Thank you for the PR!!
LGTM!!

I could replicate the result using your testcode (n_trials=100, n_seeds=5).
benchmark_time


And, I checked that math.isnan was significantly faster than np.isnan.

isnan_speed_comparison

Code
import numpy as np
import math
import timeit

import matplotlib.pyplot as plt

def compare_isnan_speed():
    nan = float('nan')
    n_repeats = 1000000

    np_times = []
    for _ in range(10):
        start = timeit.default_timer()
        for _ in range(n_repeats):
            np.isnan(nan)
        end = timeit.default_timer()
        np_times.append(end - start)

    math_times = []
    for _ in range(10):
        start = timeit.default_timer()
        for _ in range(n_repeats):
            math.isnan(nan)
        end = timeit.default_timer()
        math_times.append(end - start)

    labels = ['np.isnan', 'math.isnan']
    avg_times = [np.mean(np_times), np.mean(math_times)]
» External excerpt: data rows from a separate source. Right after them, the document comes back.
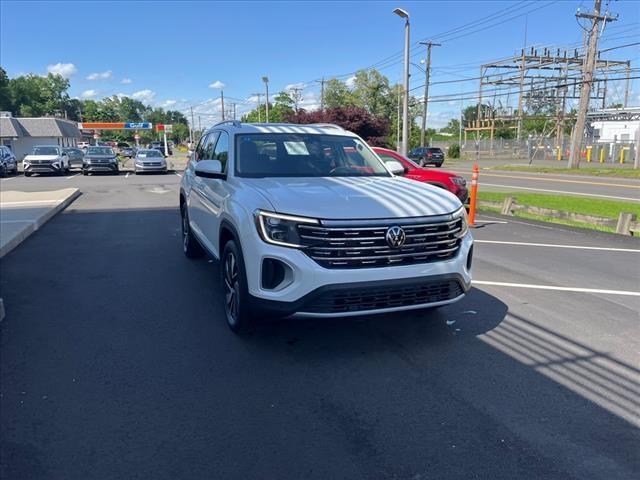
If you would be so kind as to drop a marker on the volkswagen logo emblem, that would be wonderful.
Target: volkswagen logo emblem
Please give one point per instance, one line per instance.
(395, 237)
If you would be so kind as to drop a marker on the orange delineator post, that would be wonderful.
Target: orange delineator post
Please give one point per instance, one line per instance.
(474, 194)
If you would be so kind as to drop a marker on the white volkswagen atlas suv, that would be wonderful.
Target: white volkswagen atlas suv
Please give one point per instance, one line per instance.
(308, 221)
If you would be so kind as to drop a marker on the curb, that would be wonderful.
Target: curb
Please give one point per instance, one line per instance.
(35, 225)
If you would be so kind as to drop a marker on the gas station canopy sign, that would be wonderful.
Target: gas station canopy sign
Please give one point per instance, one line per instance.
(116, 125)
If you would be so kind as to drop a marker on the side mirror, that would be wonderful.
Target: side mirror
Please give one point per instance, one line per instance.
(209, 169)
(395, 167)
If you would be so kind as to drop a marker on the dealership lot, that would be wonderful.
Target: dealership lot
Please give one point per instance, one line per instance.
(115, 358)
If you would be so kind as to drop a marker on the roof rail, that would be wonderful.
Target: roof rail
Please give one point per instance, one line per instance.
(327, 125)
(235, 123)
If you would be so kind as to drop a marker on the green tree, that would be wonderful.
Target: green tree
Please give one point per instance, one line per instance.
(372, 92)
(338, 95)
(6, 103)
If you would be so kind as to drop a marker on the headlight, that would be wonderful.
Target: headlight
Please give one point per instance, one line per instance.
(279, 229)
(459, 181)
(464, 227)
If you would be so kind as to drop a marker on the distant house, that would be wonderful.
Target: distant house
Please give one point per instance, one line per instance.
(22, 134)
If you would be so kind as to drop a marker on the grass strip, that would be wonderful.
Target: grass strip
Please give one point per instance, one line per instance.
(567, 203)
(591, 171)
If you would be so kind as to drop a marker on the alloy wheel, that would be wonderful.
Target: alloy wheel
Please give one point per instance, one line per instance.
(231, 288)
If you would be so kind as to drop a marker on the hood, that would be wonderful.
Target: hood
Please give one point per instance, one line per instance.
(42, 157)
(98, 157)
(354, 197)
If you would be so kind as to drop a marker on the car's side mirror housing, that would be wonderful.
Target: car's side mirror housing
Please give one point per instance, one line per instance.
(209, 169)
(395, 167)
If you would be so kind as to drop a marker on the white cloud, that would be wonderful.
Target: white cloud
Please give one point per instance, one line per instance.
(292, 86)
(89, 94)
(65, 69)
(145, 96)
(100, 75)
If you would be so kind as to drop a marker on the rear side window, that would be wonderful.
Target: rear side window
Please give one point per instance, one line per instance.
(221, 152)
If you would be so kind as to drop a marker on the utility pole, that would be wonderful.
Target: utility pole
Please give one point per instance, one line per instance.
(321, 82)
(427, 74)
(296, 96)
(222, 103)
(258, 95)
(587, 80)
(191, 129)
(266, 85)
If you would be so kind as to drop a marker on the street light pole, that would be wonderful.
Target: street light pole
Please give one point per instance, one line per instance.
(266, 85)
(405, 103)
(427, 75)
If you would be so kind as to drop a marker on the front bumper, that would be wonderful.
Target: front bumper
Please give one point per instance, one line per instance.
(308, 286)
(151, 168)
(42, 167)
(100, 167)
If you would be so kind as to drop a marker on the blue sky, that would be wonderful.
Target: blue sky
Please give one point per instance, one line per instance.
(168, 53)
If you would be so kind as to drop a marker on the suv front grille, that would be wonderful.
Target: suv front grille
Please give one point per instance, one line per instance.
(366, 298)
(366, 246)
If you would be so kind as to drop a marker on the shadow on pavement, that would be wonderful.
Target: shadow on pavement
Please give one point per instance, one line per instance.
(115, 362)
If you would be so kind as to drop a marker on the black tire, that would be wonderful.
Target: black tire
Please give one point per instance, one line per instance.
(190, 245)
(233, 277)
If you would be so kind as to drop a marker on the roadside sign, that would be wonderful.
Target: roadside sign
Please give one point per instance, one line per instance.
(138, 125)
(116, 125)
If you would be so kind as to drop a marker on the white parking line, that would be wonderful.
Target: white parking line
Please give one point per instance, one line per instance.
(559, 289)
(563, 192)
(575, 247)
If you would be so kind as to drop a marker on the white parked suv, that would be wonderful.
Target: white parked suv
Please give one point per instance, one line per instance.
(308, 221)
    plt.figure(figsize=(12, 6))

    plt.subplot(1, 2, 1)
    plt.bar(labels, avg_times, color=['blue', 'orange'])
    plt.ylabel('Time (seconds)')
    plt.title('Average Time Comparison')

    plt.subplot(1, 2, 2)
    plt.plot(range(1, 11), np_times, label='np.isnan', marker='o', color='blue')
    plt.plot(range(1, 11), math_times, label='math.isnan', marker='o', color='orange')
    plt.xlabel('Trial')
    plt.ylabel('Time (seconds)')
    plt.title('Time per Trial')
    plt.legend()

    plt.tight_layout()
    plt.savefig('isnan_speed_comparison.png')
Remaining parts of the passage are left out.